Watched Glory Daze last eve on Netflix. Brought back many uneasy memories of those crazy club-kid days. DV8 Magazine, which was probably the first magazine ever designed on a Mac, was central to the scene (before Project X came along). Peter Belsky and Jonathan Bee were the teen-aged publishers. Dearly departed Laurie Litchford and I were editors. Editorial meetings with Michael Alig, James St. James, Keoki, Larry Tee, RuPaul and the whole tribe in attendance never went super smoothly. We were trying to publish a serious Arts and Fashion magazine which the kids would then take to Tunnel and other places to sell. I suspect we never got our full share of the profits.
Michael Musto, who is in the documentary, has made mention to me of the inconsistencies in the chronology of events put forth by the film. I’m curious to know if Fenton Baily has anything to add. I may never know. Anyway it was an era in which I felt vacant much of the time, and I feel that way now, looking back. I had just moved to New York City from Cambridge where I was for just a year after returning from Paris, in 1986, which I never wanted to do. I had moved there after college, returning to France, in a way, since I spent my junior there, when I would take the train from Grenoble, most weekends, to stay at some fabulous cheap hotel, namely the Hotel St. Domenico on the rue St. Dominque in the seventh.

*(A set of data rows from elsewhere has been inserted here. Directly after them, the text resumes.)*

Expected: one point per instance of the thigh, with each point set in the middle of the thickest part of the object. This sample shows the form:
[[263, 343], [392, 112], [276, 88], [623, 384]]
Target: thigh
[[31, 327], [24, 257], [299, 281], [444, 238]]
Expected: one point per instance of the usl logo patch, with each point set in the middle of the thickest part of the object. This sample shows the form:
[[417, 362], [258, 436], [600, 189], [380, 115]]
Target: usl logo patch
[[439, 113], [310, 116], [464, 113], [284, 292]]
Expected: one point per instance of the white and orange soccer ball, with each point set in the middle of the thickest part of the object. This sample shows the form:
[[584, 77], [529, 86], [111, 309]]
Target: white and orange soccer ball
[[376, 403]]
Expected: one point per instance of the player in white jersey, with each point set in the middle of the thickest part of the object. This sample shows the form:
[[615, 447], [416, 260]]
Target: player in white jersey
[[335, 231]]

My “in” into New York was through a hairdresser friend, Nancy Cohen, who lived in Paris when we did. She was part of our larger tribe. Nancy had a friend called Rondi Cooler who worked at Avenue magazie. As I had spent my year in Paris working at Passion magazine, a giant-sized (1980s) bi monthly glossy in English, all about doings in the city of lights, owned and run by Canadian, Robert Sarner. Rondi got me a job at Avenue—actually I was an editorial assistant at On The Avenue, their glossy tabloid publication, which came out weekly and was super fun and cheeky, taking the piss out of the 10022 crowd, while catering to them all at once. I wrote stories on themes like are Ed Koch and Cardinal O’Connor compatible, employing an astrologer, a hand-writing analyst and a numerologist, or something, to bring the “facts” to light. I also covered parties with great photographers like Mary Hilliard or Eric Weiss in tow (or rather they were towing me).
I was supposed to cover the young uptown set, the junior leage, if you will. Meanwhile I was far more downtown in my character, my wardrobe getting me into trouble on occasion, and with a longing, still, for Le Palace and Castel and Le Flashback in Paris, I was drawn to what was still a vibrant though changing club world in New York. A flyer came across my desk for a party for a new magazine starting up downtown called DV8* (with an asterisk as Wallpaper* would later adopt—I worked there later too, lol). Nobody at the magazine, including its editor and utlmately our dearest of friends who left us too early, could edit. I stepped in to do the actual work of turning stories handed to me, I’m not kidding, on toilet paper scribbled on in the middle of the night in a stall of some club, no doubt; gibberish from which I had to make complete sentences, paragraphs, pieces onto which I would impose some made up point of view. You didn’t email with the writer.
Only Laurie and Peter and Jonathan had computers. I would go to Laurie’s Hell’s Kitchen apartment during the day while she was at work, and race against time before my allergies to her cats sent me running from the old tenement, working as fast as I could on her tiny Mac SE30, to bascially shape scratchings on crumbled bits of paper into something sensical. And there were a handful of writers, like Musto, who handed in ready made copy. It was an incubator for talent though we didn’t know it at the time, really. Nobody thought in those terms. But, for instance, David LaChapelle’s first magazine cover was DV8*.